A Twinkie was placed in a conventional freezer for 24 hours. Upon removal, the Twinkie was not found to be frozen solid, but its physical properties had noticeably “slowed.” The filling was found to be the approximate consistency of acrylic paint, while exhibiting the mercury-like property of not adhering to practically any surface. It was noticed the Twinkie had generously absorbed the freezer odors.
A Twinkie was exposed to a gas flame for 2 minutes. While the Twinkie smoked and blackened and the filling in one of its “cream holes” boiled, the Twinkie did not catch fire. It did, however, produce the same “burning rubber” aroma noticed in the irradiation experiment.

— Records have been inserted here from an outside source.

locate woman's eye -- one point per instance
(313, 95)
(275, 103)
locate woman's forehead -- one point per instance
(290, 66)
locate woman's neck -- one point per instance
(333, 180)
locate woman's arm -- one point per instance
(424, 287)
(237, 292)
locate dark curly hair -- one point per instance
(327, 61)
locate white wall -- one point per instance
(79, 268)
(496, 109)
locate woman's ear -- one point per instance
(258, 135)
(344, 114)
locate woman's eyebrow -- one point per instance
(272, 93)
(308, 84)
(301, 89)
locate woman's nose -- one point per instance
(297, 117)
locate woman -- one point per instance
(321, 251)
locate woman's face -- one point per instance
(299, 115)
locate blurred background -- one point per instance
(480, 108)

A Twinkie was dropped into a large bucket filled with water, the Twinkie floated momentarily, then began to list and sink. Viscous yellow tendrils ran off its lower half, possibly consisting of a water-soluble artificial coloring. After 2 hours, the Twinkie bloated substantially. Its coloring was now a very pale tan — in contrast to
the yellow, urine-like water that surrounded it. The Twinkie bobbed when touched, and had a gelatinous texture. After 72 hours the Twinkie had increased roughly 200 percent of its original size. The water had turned opaque, and a small, fan-shaped spray of filling had leaked from one of the “cream holes.” Unfortunately, efforts to remove the Twinkie for further analysis were abandoned when, under light pressure the Twinkie disintegrated into an amorphous cloud of debris. A distinctly sour odor was noted.
Summary of Results
The Twinkie’s survival of a 120-foot drop, along with some of the unusual phenomena associated with the “creamy filling” and artificial coloring, should give pause to those observers who would unequivocally categorize the Twinkie as “food.” Further clinical inquiry is required before any definite conclusions can be drawn.